CT Tip: States differ in their compliance filing rules and in what they call this kind of certificate. Depending on the state and the circumstances, it might be called a Certificate of Existence or Certificate of Status.

It's important to be able to easily obtain this state-issued document for your LLC or corporation. Here are three main reasons why keeping your business in good standing status is good for business.

1. Good Standing Certificates Are Often Needed in Business

Lenders sometimes require good-standing status in order to approve new financing. They generally view a loss of good standing status as an increased risk. Other businesses might require a Certificate of Good Standing for certain transactions, requests for proposals (RFPs) or contracts. Or, you may need one to sell the business, for real estate closings, or for mergers, acquisitions, or expansions. If a business can’t provide a Certificate of Good Standing, it raises a compliance "red flag" that indicates something’s wrong with the company’s state status. 

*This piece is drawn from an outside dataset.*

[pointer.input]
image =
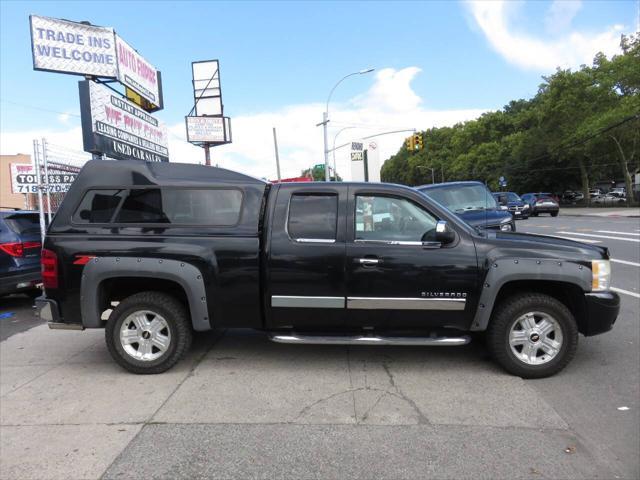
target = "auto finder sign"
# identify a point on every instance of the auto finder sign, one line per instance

CT Tip: The key to being able to get a Good Standing certificate when needed is keeping up with your LLC or corporation entity compliance. As long as you’re already in good standing status, getting this certificate can be done quickly and easily. It’s those times when a company has fallen behind on compliance—and isn’t in good standing—that getting this simple certificate for a deal, contract, or loan becomes a possibly embarrassing issue.

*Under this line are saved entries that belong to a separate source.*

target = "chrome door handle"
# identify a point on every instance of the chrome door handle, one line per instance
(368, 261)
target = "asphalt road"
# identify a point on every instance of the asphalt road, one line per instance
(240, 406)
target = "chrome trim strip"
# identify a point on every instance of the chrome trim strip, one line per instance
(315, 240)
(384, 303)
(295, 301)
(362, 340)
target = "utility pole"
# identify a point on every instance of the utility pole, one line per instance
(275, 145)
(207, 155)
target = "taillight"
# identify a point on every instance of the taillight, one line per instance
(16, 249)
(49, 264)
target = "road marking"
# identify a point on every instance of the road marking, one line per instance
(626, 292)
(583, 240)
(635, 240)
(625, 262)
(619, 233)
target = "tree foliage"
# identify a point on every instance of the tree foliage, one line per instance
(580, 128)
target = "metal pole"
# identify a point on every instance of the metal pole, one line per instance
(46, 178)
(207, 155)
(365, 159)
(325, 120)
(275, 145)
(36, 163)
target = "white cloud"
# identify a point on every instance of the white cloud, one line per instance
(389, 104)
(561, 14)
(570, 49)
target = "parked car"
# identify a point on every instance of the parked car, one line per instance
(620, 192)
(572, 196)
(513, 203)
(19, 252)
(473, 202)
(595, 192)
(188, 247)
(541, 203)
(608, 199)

2. Staying in Good Standing Can Save Money in the Long Run

If a business doesn’t maintain its good-standing status, the state will likely make an involuntary adverse status change for the company, labeling it as “delinquent,” “void,” “suspended” or “dissolved,” depending on the state and the compliance problem. 

CT Tip: As long as a company is in good standing status, it usually doesn’t take long to get a certificate from the state. Fixing an adverse status generally takes more time.

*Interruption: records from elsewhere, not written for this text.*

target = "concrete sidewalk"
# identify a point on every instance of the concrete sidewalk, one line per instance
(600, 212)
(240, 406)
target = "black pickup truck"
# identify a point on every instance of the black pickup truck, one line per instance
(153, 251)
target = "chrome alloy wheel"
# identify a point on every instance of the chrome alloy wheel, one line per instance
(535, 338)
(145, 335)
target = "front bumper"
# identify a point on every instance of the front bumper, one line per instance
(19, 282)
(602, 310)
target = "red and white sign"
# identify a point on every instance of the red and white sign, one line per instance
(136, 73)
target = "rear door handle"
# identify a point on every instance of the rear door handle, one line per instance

The most common reasons for losing good standing include a missed annual report, problems regarding the company’s registered agent-and-office, or unpaid fees or franchise taxes. The cost of fixing these mistakes can add up. By simply keeping your LLC or corporation in good standing, you could help:

  • Keep overall operating costs lower—filing on time avoids extra fees and fines from sapping your budget
  • Prevent a state from administratively dissolving the LLC or corporation (and then having to try for a reinstatement)
  • Maintain the limited liability that an LLC, corporation, or other business entity provides
  • Preserve your rights to your LLC’s or corporation’s legal name in state records
  • Keep your business poised for sudden contract opportunities, bids, or deals with other companies that require a Certificate of Good Standing to pursue or seal the deal.

CT Tip: Choosing the right registered agent can be helpful in keeping up with your LLC or corporation compliance responsibilities. 

3. Good Standing Helps When You Expand Into Other States

When you form your LLC or corporation, the state generally considers you to be “organizing” a business “entity.” Your business entity (e.g., LLC, corporation) has the right to do business in the state. If you want to expand and do business in other states, you’ll need to register to transact business in those states, too. Usually, the new state(s) ask for a Certificate of Good Standing from your formation state (or your "domestic" state) before they’ll let you register.

CT Tip: Registering to do business in a new state is called “foreign qualification.” “Foreign” usually means another country outside the U.S., but in this context, it simply means another state.